Like these women, we're all called - women, men, kids - we're all called like Mary and Elizabeth, to make our way over the hills and down the valleys. We're called to endure the abdominal somersaults for the sake of messages and messengers yet to be born. Like Mary and Elizabeth, we don't know how it's going to turn out. We just know it will. Because it does. Because God.
--
The cousins young and old, Mary and Elizabeth, meet in the mountains. I picture it looking like Townsend. I know that's not nationally geographically right. As long as it's not downtown Gatlinburg.
And the child in Elizabeth's tummy - who will be John the Baptist - jumps for joy because of the presence of Mary's baby who will be Jesus. The Force is strong with this one.
Elizabeth says, "Why should the mother of my Lord come to me?" Essentially, "Mary! What are you doing here?!"
Mary says, "Well. It all started like this." Actually, no. Mary doesn't explain. She doesn't get into the biology. She doesn't preach a sermon. She doesn't even talk.
She sings.
Words are the language of the mind. Music, poetry, singing - is the language of the soul. Christmas isn't about the how or the stress. It's about the soul. The heart. The spirit. The hope, peace, joy and the love.
And it goes like this:
With all my heart [, Mary sings,]
I praise the Lord,
47 and I am glad
because of God my Savior.
48 He cares for me,
his humble servant.
From now on,
all people will say
God has blessed me.
49 God All-Powerful has done
great things for me,
and his name is holy.
50 He always shows mercy
to everyone
who worships him.
51 The Lord has used
his powerful arm
to scatter those
who are proud.
52 He drags strong rulers
from their thrones
and puts humble people
in places of power.
53 God gives the hungry
good things to eat,
and sends the rich away
with nothing.
54 He helps his servant Israel
and is always merciful
to his people.
55 The Lord made this promise
to our ancestors,
to Abraham and his family
forever!
It could be that you look at your lists, and your bank account, and you wonder, "How am I gonna do this?"
It could be that you look at your tree that should be taller, should be four inches to the left, should have the ornaments rearranged so the hole in the branches isn't so obvious and you ask, "How am I gonna do this?"
It could be that you look at a picture, a face, remember a touch, and you sigh, "How am I gonna do this?"
I'm pretty sure Mary and Elizabeth looked at each other's tummies and wondered the same thing.
How is God gonna do all the things in Mary's song?
I do not know how.
Neither did she.
But she sang, and she rejoiced.
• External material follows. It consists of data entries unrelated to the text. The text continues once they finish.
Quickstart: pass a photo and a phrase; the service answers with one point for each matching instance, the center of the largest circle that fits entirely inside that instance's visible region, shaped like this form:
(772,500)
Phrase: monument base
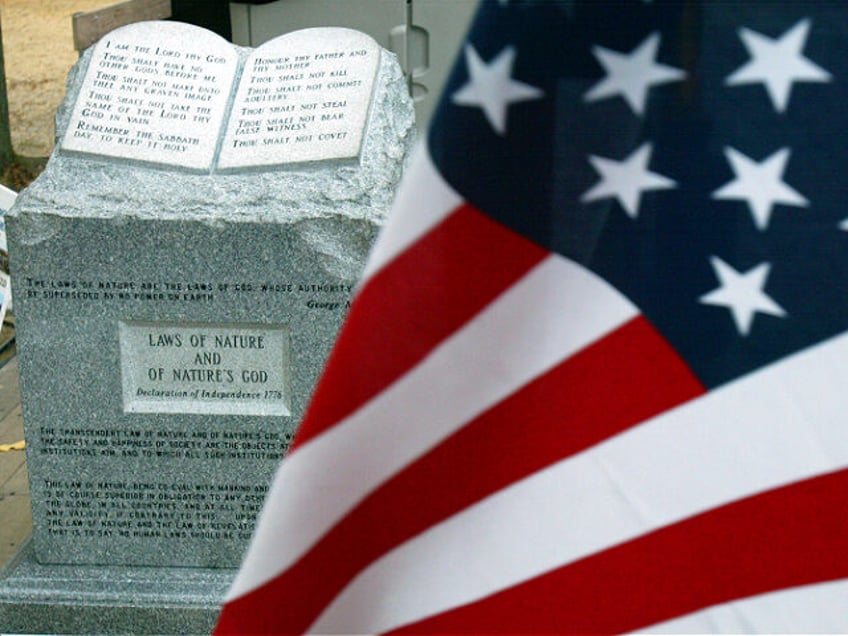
(73,599)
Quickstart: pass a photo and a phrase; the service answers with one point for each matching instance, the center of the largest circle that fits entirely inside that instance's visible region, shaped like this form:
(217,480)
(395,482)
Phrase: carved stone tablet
(154,92)
(303,97)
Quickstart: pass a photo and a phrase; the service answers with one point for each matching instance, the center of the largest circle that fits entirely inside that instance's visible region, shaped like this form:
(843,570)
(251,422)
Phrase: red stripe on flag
(787,537)
(412,304)
(557,415)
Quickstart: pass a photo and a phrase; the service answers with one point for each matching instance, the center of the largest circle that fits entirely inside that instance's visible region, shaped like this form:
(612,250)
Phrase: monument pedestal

The "how" was overcome by the "wow." Her stress, whatever that might have been, was stricken silent by the "why."
"Why does God show mercy to me, his humble servant?" Mary does not know. You don't have to know everything. You don't need to explain it all. Sometimes the heart knows enough.
Of course, Christmas is stressful. Go to the mall or Walmart this afternoon and you'll be ready to lose your religion. Be responsible if you self-medicate. There is stress right now, for so many reasons.
But there's also "wow." The coming of Christ is so much more than even his mother could imagine or say. May the unspeakable love of Christ be with you this week. And always.